What often focuses our conversations with the client about their model is their path i.e. where their model will lead their business in the future. If they want to be a wholesale brand only, this usually necessitates an investor-funded rapid growth path with an eventual sale of the company to repay investors. If they want to stay local, there are paths that can make that work, usually involving some sort of retail or direct-to-consumer component, but they have very specific requirements and often have limited growth potential. Both paths are “OK” as long as the entrepreneur has defined their business model well enough that they know what path they are on and how to best finance it.

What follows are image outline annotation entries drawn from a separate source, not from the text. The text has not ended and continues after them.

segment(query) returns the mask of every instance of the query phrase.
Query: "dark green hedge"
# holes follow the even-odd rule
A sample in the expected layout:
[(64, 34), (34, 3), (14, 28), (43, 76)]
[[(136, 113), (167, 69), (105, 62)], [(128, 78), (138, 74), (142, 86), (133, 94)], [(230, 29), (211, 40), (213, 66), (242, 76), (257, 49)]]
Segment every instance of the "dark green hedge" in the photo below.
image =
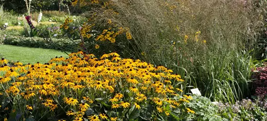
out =
[[(2, 38), (1, 38), (2, 39)], [(75, 51), (81, 40), (72, 41), (66, 39), (53, 39), (53, 43), (40, 37), (25, 37), (8, 36), (3, 40), (3, 44), (22, 46), (43, 48)]]

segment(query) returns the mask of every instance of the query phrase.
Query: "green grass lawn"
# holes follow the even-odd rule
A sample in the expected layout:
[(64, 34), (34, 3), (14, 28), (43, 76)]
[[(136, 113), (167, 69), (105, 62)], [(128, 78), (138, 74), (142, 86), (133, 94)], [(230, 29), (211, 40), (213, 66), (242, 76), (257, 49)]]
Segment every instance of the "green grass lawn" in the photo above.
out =
[(24, 64), (28, 63), (33, 64), (37, 62), (43, 64), (56, 56), (68, 57), (65, 53), (58, 50), (4, 45), (0, 45), (0, 54), (3, 55), (3, 57), (10, 61), (19, 61)]

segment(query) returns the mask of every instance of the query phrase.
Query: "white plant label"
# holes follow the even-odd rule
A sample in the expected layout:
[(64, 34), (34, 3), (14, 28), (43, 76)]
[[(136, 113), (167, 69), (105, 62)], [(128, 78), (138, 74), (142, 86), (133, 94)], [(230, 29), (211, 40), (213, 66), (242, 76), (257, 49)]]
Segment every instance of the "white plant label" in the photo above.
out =
[(190, 91), (192, 92), (192, 94), (195, 94), (197, 95), (201, 95), (201, 93), (200, 93), (200, 91), (199, 90), (198, 90), (198, 88), (193, 89), (190, 90)]

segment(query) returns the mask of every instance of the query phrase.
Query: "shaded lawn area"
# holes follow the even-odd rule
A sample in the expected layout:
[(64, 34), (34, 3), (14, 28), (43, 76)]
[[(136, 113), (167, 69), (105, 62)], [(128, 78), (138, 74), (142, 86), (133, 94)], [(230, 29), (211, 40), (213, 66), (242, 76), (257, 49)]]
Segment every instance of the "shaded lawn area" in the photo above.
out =
[(19, 61), (23, 64), (33, 64), (39, 62), (44, 64), (56, 56), (68, 56), (60, 50), (22, 47), (10, 45), (0, 45), (0, 54), (3, 55), (5, 59), (10, 62)]

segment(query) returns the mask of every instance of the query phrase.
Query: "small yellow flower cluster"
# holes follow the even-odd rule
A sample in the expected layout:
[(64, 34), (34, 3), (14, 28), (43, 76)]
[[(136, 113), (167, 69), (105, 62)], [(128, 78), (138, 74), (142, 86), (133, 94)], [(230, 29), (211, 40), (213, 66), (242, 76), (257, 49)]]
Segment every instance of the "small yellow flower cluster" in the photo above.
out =
[(91, 37), (91, 35), (90, 33), (88, 33), (88, 32), (89, 32), (91, 30), (91, 28), (94, 26), (94, 24), (93, 24), (93, 25), (87, 25), (87, 24), (84, 25), (84, 27), (82, 28), (82, 30), (81, 30), (81, 32), (82, 33), (82, 36), (83, 37), (86, 37), (88, 39), (90, 38), (90, 37)]
[(66, 18), (65, 20), (65, 22), (63, 25), (60, 25), (60, 28), (64, 28), (65, 30), (68, 30), (69, 28), (69, 24), (70, 23), (71, 23), (73, 22), (73, 20), (70, 18), (70, 17), (68, 17)]
[[(200, 35), (200, 33), (201, 33), (201, 32), (200, 31), (196, 31), (195, 33), (195, 41), (196, 41), (196, 42), (198, 42), (198, 41), (199, 40), (199, 35)], [(191, 38), (194, 38), (194, 36), (193, 37), (191, 37)], [(187, 43), (187, 40), (189, 38), (189, 36), (188, 35), (184, 35), (184, 43)], [(201, 43), (203, 43), (203, 44), (206, 44), (206, 43), (207, 42), (207, 41), (206, 41), (206, 40), (203, 40), (202, 41)]]
[(172, 4), (169, 4), (168, 2), (165, 2), (161, 4), (161, 5), (167, 7), (168, 10), (170, 11), (171, 13), (173, 13), (174, 10), (177, 8), (177, 6)]
[(116, 37), (123, 34), (126, 30), (126, 29), (124, 29), (122, 27), (120, 28), (119, 30), (116, 32), (111, 30), (111, 28), (109, 28), (107, 30), (104, 30), (102, 32), (102, 33), (96, 37), (95, 39), (96, 41), (100, 40), (101, 41), (104, 41), (107, 40), (111, 43), (115, 43), (116, 42)]
[[(23, 65), (18, 62), (17, 66), (9, 67), (7, 62), (4, 59), (0, 60), (2, 96), (18, 98), (19, 101), (14, 102), (17, 106), (35, 104), (27, 106), (28, 111), (47, 108), (53, 112), (65, 107), (66, 115), (73, 121), (82, 119), (99, 98), (113, 111), (132, 107), (140, 110), (150, 104), (157, 107), (152, 111), (166, 116), (172, 109), (192, 99), (190, 96), (178, 94), (182, 92), (178, 86), (184, 80), (172, 70), (140, 60), (122, 59), (116, 53), (97, 58), (80, 51), (69, 54), (67, 59), (56, 57), (44, 64)], [(58, 100), (59, 96), (63, 96), (62, 101)], [(165, 108), (167, 105), (171, 109)], [(89, 119), (124, 118), (93, 115)]]
[(199, 36), (199, 35), (200, 34), (201, 32), (200, 32), (200, 31), (197, 31), (196, 32), (196, 33), (195, 34), (195, 39), (196, 40), (196, 41), (197, 42), (198, 41), (198, 36)]

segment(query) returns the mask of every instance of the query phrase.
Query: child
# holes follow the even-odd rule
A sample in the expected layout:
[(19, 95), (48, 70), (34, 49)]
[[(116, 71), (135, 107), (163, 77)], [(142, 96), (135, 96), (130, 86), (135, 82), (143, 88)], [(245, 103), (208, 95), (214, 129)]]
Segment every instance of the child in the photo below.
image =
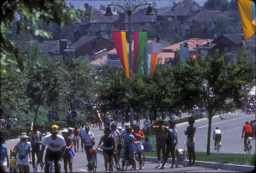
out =
[(1, 169), (3, 172), (6, 172), (5, 169), (6, 166), (9, 168), (9, 159), (8, 155), (7, 155), (7, 148), (6, 146), (3, 145), (5, 142), (5, 139), (3, 137), (0, 137), (0, 142), (1, 146), (0, 147), (0, 156), (1, 158)]

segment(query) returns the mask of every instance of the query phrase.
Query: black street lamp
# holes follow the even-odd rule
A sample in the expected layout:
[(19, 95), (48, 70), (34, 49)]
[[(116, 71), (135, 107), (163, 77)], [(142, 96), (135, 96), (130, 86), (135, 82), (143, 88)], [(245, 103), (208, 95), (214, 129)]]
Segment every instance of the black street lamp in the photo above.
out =
[[(128, 35), (129, 39), (128, 41), (129, 44), (129, 63), (130, 69), (133, 69), (133, 56), (132, 53), (132, 34), (131, 34), (131, 16), (132, 12), (138, 7), (147, 5), (148, 6), (147, 7), (147, 10), (145, 13), (146, 15), (153, 15), (155, 14), (155, 13), (153, 11), (152, 7), (151, 7), (151, 4), (147, 3), (146, 1), (135, 1), (135, 0), (128, 0), (128, 1), (119, 1), (117, 2), (112, 2), (111, 4), (109, 4), (109, 6), (106, 8), (106, 12), (104, 14), (105, 16), (112, 16), (113, 15), (112, 12), (111, 11), (111, 7), (110, 6), (117, 6), (122, 9), (123, 9), (125, 12), (128, 14)], [(130, 91), (130, 96), (132, 96), (132, 93)], [(130, 124), (131, 125), (133, 124), (133, 109), (130, 107)]]

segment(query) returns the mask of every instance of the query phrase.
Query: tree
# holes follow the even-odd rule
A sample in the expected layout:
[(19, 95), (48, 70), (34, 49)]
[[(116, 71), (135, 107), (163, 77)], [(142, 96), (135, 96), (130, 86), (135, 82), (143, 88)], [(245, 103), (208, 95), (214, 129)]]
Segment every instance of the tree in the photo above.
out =
[[(12, 64), (24, 69), (24, 59), (19, 56), (20, 50), (5, 36), (11, 31), (13, 23), (18, 34), (24, 30), (33, 35), (50, 38), (50, 33), (37, 28), (42, 21), (47, 24), (54, 23), (62, 27), (70, 21), (77, 19), (79, 14), (73, 7), (67, 6), (65, 1), (6, 1), (1, 4), (1, 71)], [(31, 21), (32, 27), (25, 22), (28, 21)]]
[[(205, 106), (208, 113), (207, 155), (210, 155), (211, 120), (218, 111), (230, 110), (232, 105), (242, 105), (240, 99), (248, 92), (243, 85), (250, 82), (251, 69), (246, 67), (246, 54), (241, 54), (236, 62), (229, 62), (225, 54), (216, 51), (215, 58), (207, 56), (205, 60), (186, 61), (174, 71), (176, 87), (181, 87), (180, 99), (193, 104)], [(227, 102), (232, 99), (232, 103)]]

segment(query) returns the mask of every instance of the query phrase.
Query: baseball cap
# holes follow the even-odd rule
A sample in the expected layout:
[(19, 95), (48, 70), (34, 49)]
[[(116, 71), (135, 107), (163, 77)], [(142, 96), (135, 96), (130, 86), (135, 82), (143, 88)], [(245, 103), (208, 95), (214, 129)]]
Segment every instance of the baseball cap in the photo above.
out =
[(59, 132), (59, 127), (57, 125), (53, 125), (51, 127), (51, 132)]

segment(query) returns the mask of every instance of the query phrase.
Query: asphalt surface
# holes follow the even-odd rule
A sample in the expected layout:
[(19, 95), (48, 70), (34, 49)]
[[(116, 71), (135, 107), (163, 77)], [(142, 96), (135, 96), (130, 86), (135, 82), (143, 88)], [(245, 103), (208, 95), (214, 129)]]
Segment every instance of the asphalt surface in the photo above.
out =
[[(188, 114), (182, 114), (182, 117), (187, 116)], [(246, 121), (250, 121), (255, 119), (254, 115), (248, 115), (244, 113), (236, 113), (235, 114), (229, 113), (228, 115), (225, 116), (225, 120), (221, 120), (219, 116), (215, 116), (212, 119), (212, 128), (211, 133), (213, 134), (213, 131), (215, 128), (216, 125), (219, 125), (222, 132), (222, 147), (220, 151), (220, 153), (240, 153), (243, 154), (243, 140), (241, 136), (242, 135), (242, 129), (243, 125)], [(167, 119), (168, 120), (168, 118)], [(136, 123), (135, 121), (134, 123)], [(142, 128), (143, 120), (140, 121), (140, 126)], [(197, 120), (196, 121), (195, 125), (197, 127), (196, 132), (195, 138), (196, 139), (196, 144), (195, 146), (195, 150), (196, 152), (206, 152), (207, 145), (207, 133), (208, 129), (208, 120), (207, 118)], [(187, 122), (178, 124), (177, 126), (178, 137), (178, 147), (179, 148), (185, 149), (184, 142), (186, 141), (186, 136), (184, 135), (184, 131), (186, 127), (188, 125)], [(119, 126), (119, 124), (118, 125)], [(98, 127), (93, 128), (91, 127), (90, 131), (94, 133), (96, 145), (99, 141), (100, 137), (103, 135), (103, 131), (99, 130)], [(212, 135), (211, 135), (212, 136)], [(18, 142), (19, 139), (11, 140), (6, 141), (6, 144), (5, 145), (8, 148), (11, 148)], [(253, 148), (252, 153), (255, 152), (255, 140), (253, 141), (253, 146), (254, 147)], [(215, 152), (213, 149), (214, 143), (213, 140), (211, 140), (211, 152)], [(185, 148), (184, 148), (185, 147)], [(75, 156), (73, 159), (73, 171), (74, 172), (87, 172), (87, 168), (86, 165), (87, 164), (86, 160), (86, 153), (81, 152), (81, 148), (79, 147), (78, 153), (75, 153)], [(104, 166), (104, 159), (103, 156), (100, 154), (97, 155), (97, 168), (96, 171), (98, 172), (105, 172), (105, 167)], [(150, 159), (147, 159), (150, 160)], [(170, 161), (168, 160), (167, 164), (166, 164), (166, 168), (164, 169), (155, 169), (154, 167), (157, 165), (157, 162), (155, 161), (145, 161), (143, 166), (144, 169), (137, 171), (131, 170), (132, 166), (128, 166), (127, 170), (125, 172), (246, 172), (248, 169), (246, 169), (241, 167), (239, 168), (234, 168), (233, 165), (230, 166), (226, 164), (223, 165), (217, 165), (213, 166), (214, 163), (209, 163), (207, 162), (201, 163), (196, 162), (196, 163), (199, 166), (195, 167), (183, 167), (183, 165), (180, 165), (179, 167), (176, 167), (174, 169), (169, 168)], [(138, 165), (137, 165), (137, 166)], [(39, 167), (39, 166), (38, 166)], [(212, 168), (210, 168), (212, 167)], [(249, 169), (253, 170), (253, 167), (249, 168)], [(116, 169), (114, 169), (113, 172), (119, 172), (116, 171)], [(68, 168), (69, 170), (69, 169)], [(7, 169), (9, 171), (9, 169)], [(44, 172), (40, 168), (40, 172)], [(32, 165), (30, 165), (30, 172), (33, 172)], [(64, 172), (63, 168), (63, 163), (61, 167), (61, 172)]]

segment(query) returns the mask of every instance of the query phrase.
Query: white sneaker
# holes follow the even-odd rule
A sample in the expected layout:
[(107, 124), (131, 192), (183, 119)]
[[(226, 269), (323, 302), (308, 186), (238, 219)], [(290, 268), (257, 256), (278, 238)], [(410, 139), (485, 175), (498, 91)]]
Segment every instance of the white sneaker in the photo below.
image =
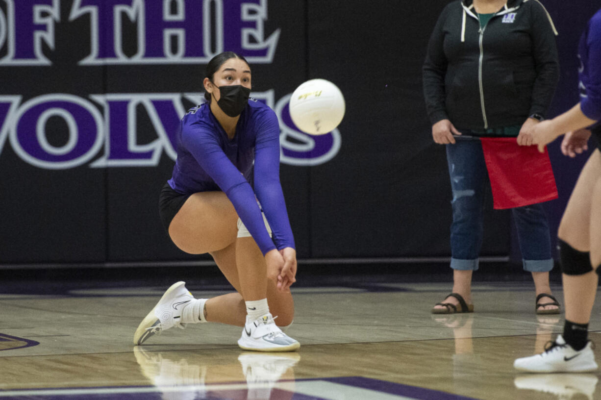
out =
[(300, 347), (300, 344), (282, 332), (271, 314), (267, 314), (255, 321), (249, 321), (246, 316), (238, 345), (245, 350), (292, 351)]
[(576, 395), (593, 400), (599, 379), (594, 375), (575, 374), (528, 374), (513, 381), (516, 387), (548, 393), (560, 399), (571, 399)]
[(182, 329), (186, 327), (180, 322), (182, 312), (194, 297), (185, 285), (186, 282), (180, 281), (167, 289), (154, 308), (140, 323), (133, 335), (133, 344), (141, 345), (150, 336), (174, 326)]
[(517, 359), (513, 367), (526, 372), (588, 372), (598, 368), (591, 348), (592, 342), (576, 351), (566, 344), (561, 335), (540, 354)]

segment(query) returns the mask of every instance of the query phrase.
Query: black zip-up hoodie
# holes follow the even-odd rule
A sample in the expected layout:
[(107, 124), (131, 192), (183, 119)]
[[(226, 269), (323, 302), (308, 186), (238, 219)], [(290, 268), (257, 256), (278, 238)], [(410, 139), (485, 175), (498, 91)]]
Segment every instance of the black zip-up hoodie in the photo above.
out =
[(538, 0), (508, 0), (483, 29), (472, 0), (448, 4), (424, 63), (430, 122), (482, 130), (544, 117), (559, 79), (554, 34)]

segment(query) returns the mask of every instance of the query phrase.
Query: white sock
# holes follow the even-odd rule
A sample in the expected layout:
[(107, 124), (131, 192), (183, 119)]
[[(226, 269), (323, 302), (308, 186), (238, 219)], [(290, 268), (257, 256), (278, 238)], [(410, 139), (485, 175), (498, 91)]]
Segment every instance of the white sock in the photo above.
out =
[(248, 319), (251, 321), (260, 318), (269, 312), (269, 306), (267, 305), (267, 298), (245, 302), (245, 303), (246, 303), (246, 314), (248, 315)]
[(182, 312), (182, 324), (205, 323), (204, 303), (208, 298), (195, 298), (187, 304)]

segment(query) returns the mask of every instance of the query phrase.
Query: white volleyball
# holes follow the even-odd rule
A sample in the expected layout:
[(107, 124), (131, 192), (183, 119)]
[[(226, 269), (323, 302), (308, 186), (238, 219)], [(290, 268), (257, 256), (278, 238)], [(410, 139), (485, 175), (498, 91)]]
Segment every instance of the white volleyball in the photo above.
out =
[(311, 79), (292, 93), (289, 105), (292, 122), (310, 135), (324, 135), (340, 124), (346, 104), (342, 92), (325, 79)]

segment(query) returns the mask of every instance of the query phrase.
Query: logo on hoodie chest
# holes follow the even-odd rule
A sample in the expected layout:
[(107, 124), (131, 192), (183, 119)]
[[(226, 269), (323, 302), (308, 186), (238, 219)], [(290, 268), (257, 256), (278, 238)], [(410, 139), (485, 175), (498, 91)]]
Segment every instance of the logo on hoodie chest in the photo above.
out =
[(513, 23), (516, 20), (516, 14), (517, 13), (510, 13), (503, 16), (503, 23)]

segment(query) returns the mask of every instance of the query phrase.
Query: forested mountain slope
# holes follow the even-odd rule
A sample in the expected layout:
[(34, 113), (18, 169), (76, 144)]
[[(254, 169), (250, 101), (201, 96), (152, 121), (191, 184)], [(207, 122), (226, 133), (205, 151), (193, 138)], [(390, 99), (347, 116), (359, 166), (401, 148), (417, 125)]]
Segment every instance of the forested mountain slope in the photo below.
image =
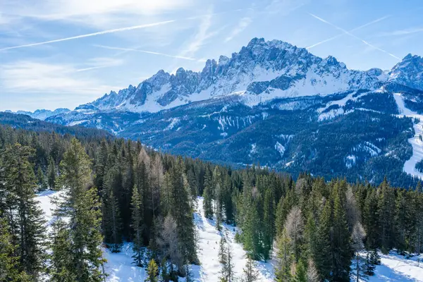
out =
[[(295, 176), (309, 171), (375, 184), (387, 176), (407, 187), (419, 176), (421, 157), (408, 140), (418, 138), (422, 125), (402, 112), (422, 112), (422, 73), (418, 56), (390, 70), (361, 71), (255, 38), (231, 57), (208, 60), (200, 72), (159, 70), (47, 120), (238, 167), (259, 162)], [(412, 167), (405, 166), (412, 157)]]
[[(228, 247), (234, 241), (250, 259), (274, 259), (274, 275), (286, 281), (349, 281), (377, 273), (379, 252), (409, 257), (423, 250), (419, 183), (405, 190), (309, 174), (294, 181), (267, 168), (233, 170), (162, 154), (130, 140), (4, 126), (0, 140), (0, 277), (6, 281), (102, 281), (110, 269), (103, 268), (102, 246), (109, 253), (131, 246), (133, 267), (147, 267), (148, 281), (190, 281), (200, 273), (197, 266), (209, 263), (199, 248), (205, 234), (199, 235), (194, 211), (208, 221), (209, 234), (210, 226), (216, 234), (232, 228), (227, 241), (209, 243), (219, 250), (215, 266), (224, 281), (243, 275), (233, 261), (239, 250)], [(35, 197), (45, 189), (61, 191), (49, 228)], [(250, 281), (259, 277), (253, 264), (243, 267)]]

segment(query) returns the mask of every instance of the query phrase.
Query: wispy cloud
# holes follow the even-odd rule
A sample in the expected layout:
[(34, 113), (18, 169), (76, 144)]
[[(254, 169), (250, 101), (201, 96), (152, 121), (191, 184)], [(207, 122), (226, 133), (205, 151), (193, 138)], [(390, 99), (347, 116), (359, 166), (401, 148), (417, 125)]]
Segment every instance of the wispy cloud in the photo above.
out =
[(34, 46), (44, 45), (44, 44), (51, 44), (51, 43), (61, 42), (63, 41), (68, 41), (68, 40), (73, 40), (73, 39), (81, 39), (81, 38), (90, 37), (92, 36), (98, 36), (98, 35), (106, 35), (106, 34), (109, 34), (109, 33), (120, 32), (123, 32), (123, 31), (133, 30), (137, 30), (137, 29), (141, 29), (141, 28), (147, 28), (147, 27), (154, 27), (154, 26), (158, 26), (158, 25), (166, 25), (166, 24), (168, 24), (171, 23), (173, 23), (173, 22), (175, 22), (175, 20), (165, 20), (165, 21), (162, 21), (162, 22), (149, 23), (149, 24), (146, 24), (146, 25), (133, 25), (133, 26), (126, 27), (115, 28), (113, 30), (107, 30), (99, 31), (97, 32), (88, 33), (88, 34), (85, 34), (85, 35), (77, 35), (77, 36), (73, 36), (73, 37), (66, 37), (66, 38), (61, 38), (59, 39), (49, 40), (49, 41), (44, 41), (42, 42), (37, 42), (37, 43), (30, 43), (30, 44), (27, 44), (18, 45), (18, 46), (13, 46), (11, 47), (6, 47), (6, 48), (0, 49), (0, 51), (11, 50), (11, 49), (18, 49), (18, 48), (31, 47), (34, 47)]
[(209, 32), (209, 29), (212, 25), (212, 18), (213, 17), (212, 8), (209, 9), (209, 13), (204, 16), (201, 18), (201, 23), (198, 27), (198, 30), (195, 35), (188, 42), (187, 48), (183, 49), (178, 56), (194, 56), (195, 52), (200, 49), (201, 46), (204, 44), (204, 41), (209, 38), (212, 32)]
[[(355, 27), (355, 28), (354, 28), (354, 29), (352, 29), (352, 30), (350, 30), (350, 31), (349, 31), (349, 32), (355, 32), (355, 31), (356, 31), (356, 30), (361, 30), (362, 28), (364, 28), (364, 27), (367, 27), (367, 26), (369, 26), (369, 25), (373, 25), (373, 24), (374, 24), (374, 23), (379, 23), (379, 22), (380, 22), (381, 20), (385, 20), (385, 19), (386, 19), (386, 18), (389, 18), (390, 16), (385, 16), (384, 17), (379, 18), (378, 18), (378, 19), (376, 19), (376, 20), (372, 20), (372, 21), (371, 21), (371, 22), (369, 22), (369, 23), (365, 23), (365, 24), (364, 24), (364, 25), (360, 25), (360, 26), (359, 26), (359, 27)], [(306, 47), (305, 49), (312, 49), (312, 48), (313, 48), (313, 47), (315, 47), (316, 46), (319, 46), (319, 45), (320, 45), (320, 44), (323, 44), (323, 43), (326, 43), (326, 42), (329, 42), (329, 41), (332, 41), (332, 40), (333, 40), (333, 39), (336, 39), (336, 38), (338, 38), (338, 37), (341, 37), (342, 35), (345, 35), (345, 32), (340, 33), (340, 34), (338, 34), (338, 35), (337, 35), (333, 36), (333, 37), (329, 37), (329, 38), (328, 38), (328, 39), (324, 39), (324, 40), (322, 40), (322, 41), (321, 41), (321, 42), (317, 42), (317, 43), (315, 43), (315, 44), (312, 44), (312, 45), (310, 45), (310, 46), (309, 46), (309, 47)]]
[(412, 35), (414, 33), (423, 32), (423, 27), (411, 27), (405, 30), (393, 30), (387, 32), (381, 32), (376, 36), (377, 37), (387, 37), (387, 36), (402, 36)]
[(251, 18), (245, 17), (241, 18), (235, 27), (232, 30), (231, 34), (225, 39), (225, 42), (228, 42), (237, 36), (239, 33), (242, 32), (250, 24), (252, 20)]
[(391, 53), (389, 53), (388, 51), (386, 51), (386, 50), (384, 50), (384, 49), (381, 49), (381, 48), (377, 47), (376, 47), (376, 46), (374, 46), (374, 45), (373, 45), (373, 44), (370, 44), (370, 43), (369, 43), (369, 42), (367, 42), (367, 41), (365, 41), (365, 40), (364, 40), (364, 39), (361, 39), (361, 38), (360, 38), (359, 37), (357, 37), (357, 36), (356, 36), (356, 35), (353, 35), (353, 34), (352, 34), (351, 32), (348, 32), (348, 31), (347, 31), (347, 30), (344, 30), (344, 29), (343, 29), (343, 28), (342, 28), (342, 27), (338, 27), (338, 26), (337, 26), (337, 25), (333, 25), (333, 23), (329, 23), (329, 22), (328, 22), (327, 20), (324, 20), (324, 19), (323, 19), (323, 18), (320, 18), (320, 17), (318, 17), (317, 16), (316, 16), (316, 15), (314, 15), (314, 14), (312, 14), (312, 13), (308, 13), (308, 14), (309, 14), (309, 15), (310, 15), (311, 16), (312, 16), (313, 18), (317, 18), (317, 20), (320, 20), (320, 21), (321, 21), (321, 22), (323, 22), (323, 23), (326, 23), (326, 24), (328, 24), (328, 25), (331, 25), (332, 27), (335, 27), (336, 29), (337, 29), (337, 30), (341, 30), (341, 31), (342, 31), (342, 32), (343, 32), (343, 33), (345, 33), (345, 35), (350, 35), (350, 36), (351, 36), (351, 37), (354, 37), (354, 38), (355, 38), (355, 39), (358, 39), (358, 40), (361, 41), (362, 42), (363, 42), (363, 43), (364, 43), (364, 44), (365, 44), (366, 45), (367, 45), (367, 46), (369, 46), (369, 47), (372, 47), (372, 48), (373, 48), (373, 49), (376, 49), (376, 50), (379, 50), (379, 51), (381, 51), (381, 52), (384, 52), (384, 53), (385, 53), (385, 54), (388, 54), (388, 55), (391, 56), (391, 57), (393, 57), (393, 58), (395, 58), (395, 59), (398, 59), (398, 60), (400, 60), (400, 58), (397, 57), (397, 56), (395, 56), (394, 54), (391, 54)]
[(21, 18), (58, 20), (97, 29), (140, 25), (146, 18), (190, 6), (193, 0), (2, 0), (2, 12)]
[(264, 7), (264, 12), (273, 14), (286, 16), (305, 6), (309, 0), (304, 0), (299, 3), (298, 0), (272, 0), (270, 4)]
[(186, 56), (177, 56), (177, 55), (170, 55), (168, 54), (154, 52), (154, 51), (152, 51), (141, 50), (141, 49), (139, 49), (114, 47), (111, 47), (111, 46), (104, 46), (104, 45), (94, 45), (94, 46), (95, 46), (97, 47), (99, 47), (99, 48), (110, 49), (110, 50), (119, 50), (119, 51), (133, 51), (133, 52), (139, 52), (139, 53), (151, 54), (153, 54), (153, 55), (159, 55), (159, 56), (163, 56), (169, 57), (169, 58), (174, 58), (174, 59), (184, 59), (184, 60), (189, 60), (189, 61), (196, 61), (197, 60), (196, 59), (190, 58), (190, 57), (186, 57)]
[(77, 72), (88, 71), (97, 70), (99, 68), (115, 67), (121, 65), (123, 63), (123, 60), (114, 58), (93, 58), (87, 62), (85, 68), (78, 68)]
[(116, 89), (95, 78), (78, 74), (72, 64), (18, 61), (2, 66), (0, 81), (11, 93), (73, 94), (93, 98)]

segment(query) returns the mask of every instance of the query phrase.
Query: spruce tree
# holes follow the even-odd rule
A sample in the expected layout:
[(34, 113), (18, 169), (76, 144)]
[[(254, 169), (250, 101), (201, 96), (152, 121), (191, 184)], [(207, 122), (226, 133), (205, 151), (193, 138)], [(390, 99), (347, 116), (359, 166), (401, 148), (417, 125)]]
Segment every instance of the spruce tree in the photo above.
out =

A path that often doesn’t get as much attention as (we think) it deserves are models that diversify the business, like allowing for horizontal growth, which, in addition to taking some of the risk out of the new business startup process, allows for financing of the related business separately. On our podcast this week, Jason Schleip talks about his experience building a restaurant and then growing his business’ revenue by turning it into a franchise. Essentially, by helping other interested parties expand his restaurant concept to new markets, he was helping other aspiring entrepreneurs open restaurants with the risk reduced for the franchisee and many of their processes/brand elements figured out while creating a nice recurring revenue source for his company. Other models include horizontally integrated local food companies that reach financial sustainability in a local market by developing a series of interrelated but distinct food businesses that share common a common brand, administrative services and marketing. Zingerman’s is a classic example of a horizontally integrated company of diverse business types.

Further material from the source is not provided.